Mr Fitzgibbon said the mine approval showed Mr Joyce was either "incompetent and lacks influence in cabinet" or worse, did not seek to properly represent his constituents.
Mr Joyce said "the real lack of competence" lay with disgraced former NSW state Labor minister Ian Macdonald, who approved the Chinese government-owned firm's exploration licence.
Mr Joyce said he sought to influence the approval decision by successfully asking Mr Hunt to establish an independent scientific and environmental review of the mine.
He refused to respond to calls to reconsider his cabinet role.
The approval of the Shenhua project has prompted Tony Windsor, the former independent MP for Mr Joyce's seat of New England, to consider running for the seat again.
Abbott's words 'hollow'
Meanwhile, Federal Nationals senator John Williams has contacted Mr Grant to express concern over the mine, which he fears will damage aquifers and spread coal dust over the region.
The NSW government must grant a mining license to Shenhua before the project can start.
About $1.5 billion in royalties is expected to flow into the NSW government coffers over the life of the project. The state will also receive $200 million when the mining lease is granted.

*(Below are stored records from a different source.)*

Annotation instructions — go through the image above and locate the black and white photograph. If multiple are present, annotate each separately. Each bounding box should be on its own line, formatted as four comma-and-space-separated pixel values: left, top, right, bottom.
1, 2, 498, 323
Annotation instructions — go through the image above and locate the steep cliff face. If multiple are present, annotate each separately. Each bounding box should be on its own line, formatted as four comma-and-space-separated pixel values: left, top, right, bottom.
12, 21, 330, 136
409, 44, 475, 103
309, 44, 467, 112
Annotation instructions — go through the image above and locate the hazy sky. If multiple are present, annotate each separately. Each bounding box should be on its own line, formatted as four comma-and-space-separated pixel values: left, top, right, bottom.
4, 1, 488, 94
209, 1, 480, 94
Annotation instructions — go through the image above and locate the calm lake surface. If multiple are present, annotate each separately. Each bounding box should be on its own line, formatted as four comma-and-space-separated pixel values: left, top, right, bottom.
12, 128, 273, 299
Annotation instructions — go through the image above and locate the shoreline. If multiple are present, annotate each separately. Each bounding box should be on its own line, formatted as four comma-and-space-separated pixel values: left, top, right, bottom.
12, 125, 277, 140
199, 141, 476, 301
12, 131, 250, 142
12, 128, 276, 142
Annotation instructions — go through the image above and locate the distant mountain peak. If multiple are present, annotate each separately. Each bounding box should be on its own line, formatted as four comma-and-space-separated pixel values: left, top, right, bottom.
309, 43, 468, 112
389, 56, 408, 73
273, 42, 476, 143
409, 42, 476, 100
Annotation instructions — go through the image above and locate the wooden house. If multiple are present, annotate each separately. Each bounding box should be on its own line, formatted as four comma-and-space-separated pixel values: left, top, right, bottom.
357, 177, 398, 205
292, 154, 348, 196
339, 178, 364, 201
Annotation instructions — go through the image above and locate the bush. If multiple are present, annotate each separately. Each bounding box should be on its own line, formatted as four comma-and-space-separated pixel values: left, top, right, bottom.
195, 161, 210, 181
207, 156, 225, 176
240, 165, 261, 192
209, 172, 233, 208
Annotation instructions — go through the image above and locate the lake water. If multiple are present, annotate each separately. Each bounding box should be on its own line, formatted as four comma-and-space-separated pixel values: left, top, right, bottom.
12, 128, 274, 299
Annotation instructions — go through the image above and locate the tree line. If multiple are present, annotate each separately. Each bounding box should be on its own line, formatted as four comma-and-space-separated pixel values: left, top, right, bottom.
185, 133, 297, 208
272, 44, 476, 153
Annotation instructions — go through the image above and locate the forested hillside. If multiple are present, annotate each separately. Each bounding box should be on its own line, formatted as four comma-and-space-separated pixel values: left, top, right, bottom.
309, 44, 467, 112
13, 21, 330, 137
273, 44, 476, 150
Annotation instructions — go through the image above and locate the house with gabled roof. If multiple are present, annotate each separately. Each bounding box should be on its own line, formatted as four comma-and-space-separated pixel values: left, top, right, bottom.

Mr Grant's office did not comment. A spokesman for NSW Resources Minister Anthony Roberts said Shenhua was yet to apply for a mining lease, but any approval would require the firm to meet environment and planning laws.

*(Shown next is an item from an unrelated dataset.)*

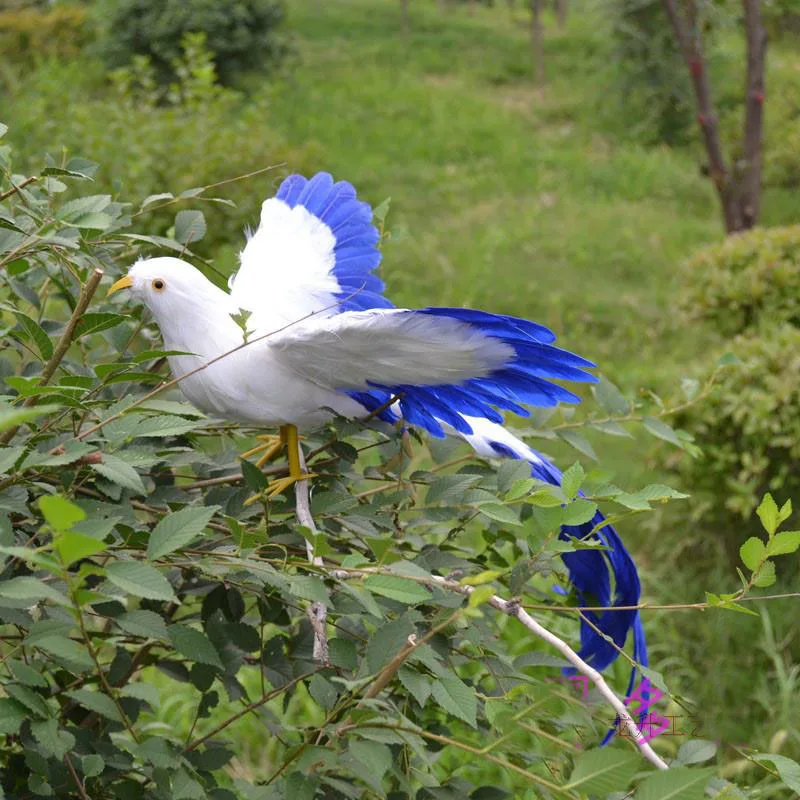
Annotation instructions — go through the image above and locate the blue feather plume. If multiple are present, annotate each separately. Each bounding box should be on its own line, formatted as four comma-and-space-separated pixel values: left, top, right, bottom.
276, 172, 394, 312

Sarah Hubbard, 27, lives on her parents' crop and cattle farm at Spring Ridge, close to the potential mine site.
She said younger farmers fear the project will permanently damage groundwater supplies.
"I want to stay and live and work here. [The mine] creates total uncertainty for us. We don't know what's going to happen."
In 2010 as opposition leader, Mr Abbott visited the New England electorate and spoke of the "threat ... of mining in some of Australia's best agricultural land".
"The message I am getting loud and clear from locals is that they don't want to destroy this agricultural breadbasket with mining," Mr Abbott said, adding mining should be barred in the region until thorough water studies were done and it was "absolutely crystal clear" that agriculture would not be harmed.
NSW Farmers president Fiona Simson said on Thursday Mr Abbott's words were "hollow".
"No decision maker has had the backbone to do what is necessary, and that [is] to simply say no," she said.
"Local communities have raised serious and real issues in relation to impacts on the agricultural groundwater ... once that groundwater [is] affected, there is no going back."
On Thursday Mr Abbott, who has described coal as "good for humanity", said the Shenhua mine would be subject to "very strict environmental standards … put in place by a good government that is determined to strengthen our economy while at the same time protecting our environment".
Asked about Mr Joyce's dissent, Mr Abbott said MPs sometimes had to "give voice to the feelings of your constituents while at the same time being a loyal member of the government".